Since it can be cut with a cricut, it can possibly be cut with our vinyl cutter as well (basically a big cricut) if the material is large enough to be held in the machine.
Our Vinyl cutter is currently set up and calibrated for Vinyl stickers. I’m sure that it WILL work, but I’ve been told that we will not be adjusting the machine to deal with other types of materials. There is another vinyl cutter available at the space, but attempts to get it running have been unsuccessful. The plan would be that one of the two would be for standard vinyl stickers and the other for experimentation.
The rubber is required to repel the media particles.
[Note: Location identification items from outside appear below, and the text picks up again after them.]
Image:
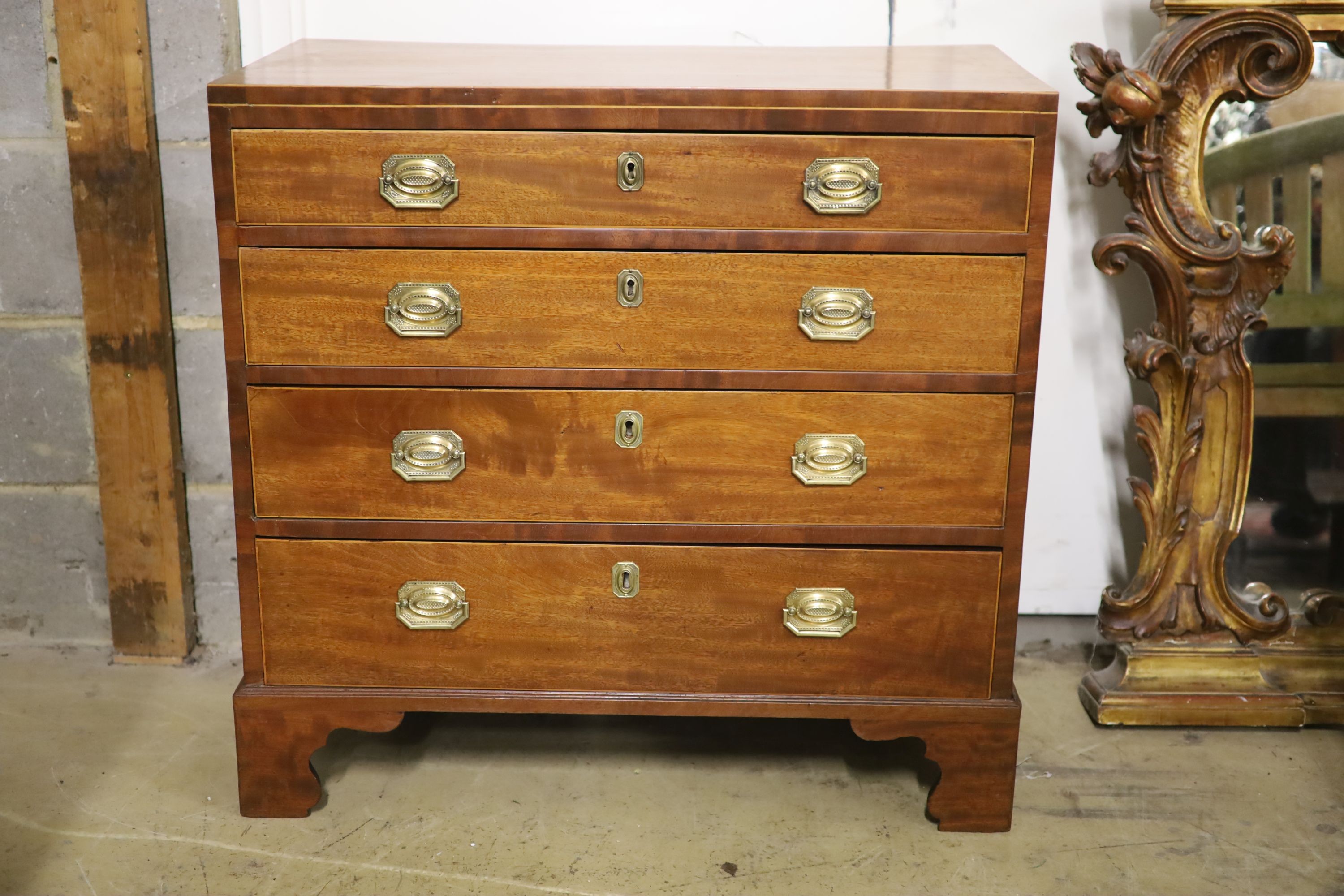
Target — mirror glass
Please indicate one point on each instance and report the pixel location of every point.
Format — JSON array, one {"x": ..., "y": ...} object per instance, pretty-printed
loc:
[{"x": 1283, "y": 163}]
I remember a friend (ages ago) used to do intricate designs on and in glass with media blasting - he used some sort of liquid rubber and would carve his designs in it once is was semi solid.
I cut stencil blanks on my Cricut. BUT that kind of cutter vs the big vinyl cutter at DMS has the ability to do multiple passes of the same cut for some of the thicker materials. DMS has a Cameo that could do it if we get it hacked so we don’t have to pay for the proprietary design software for it. For sandblasting glass though, you can do single use vinyl cuts on the big vinyl cutter and that process works great for either sandblasting of chemical etching glass.
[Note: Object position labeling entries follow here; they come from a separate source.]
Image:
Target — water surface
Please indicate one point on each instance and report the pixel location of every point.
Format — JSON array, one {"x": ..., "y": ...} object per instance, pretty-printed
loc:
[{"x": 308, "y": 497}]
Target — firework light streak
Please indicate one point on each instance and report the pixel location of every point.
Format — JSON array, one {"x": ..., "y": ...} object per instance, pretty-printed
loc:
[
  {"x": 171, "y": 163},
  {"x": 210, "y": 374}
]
lol…yeah, I paid through the nose years ago to have some custom cut mats for some southwest prints we were framing w/ double mats. I had NO idea back then about CNC and how any of that worked, let alone that one day I’d have access to CNC equipment.
It was on the top shelf of the committee cabinet last I saw it. We took it out of the box to conserve space. We put it in there since we don’t have the Silhouette design studio license subscription which we need to run it unless we can get it hacked. The only other option I know of is to buy a copy of the Sure-Cuts-A-Lot software (about $60) so we can import fonts and .svg files into it for cutting.
It does have all the cords and mats and stuff, but came with no software.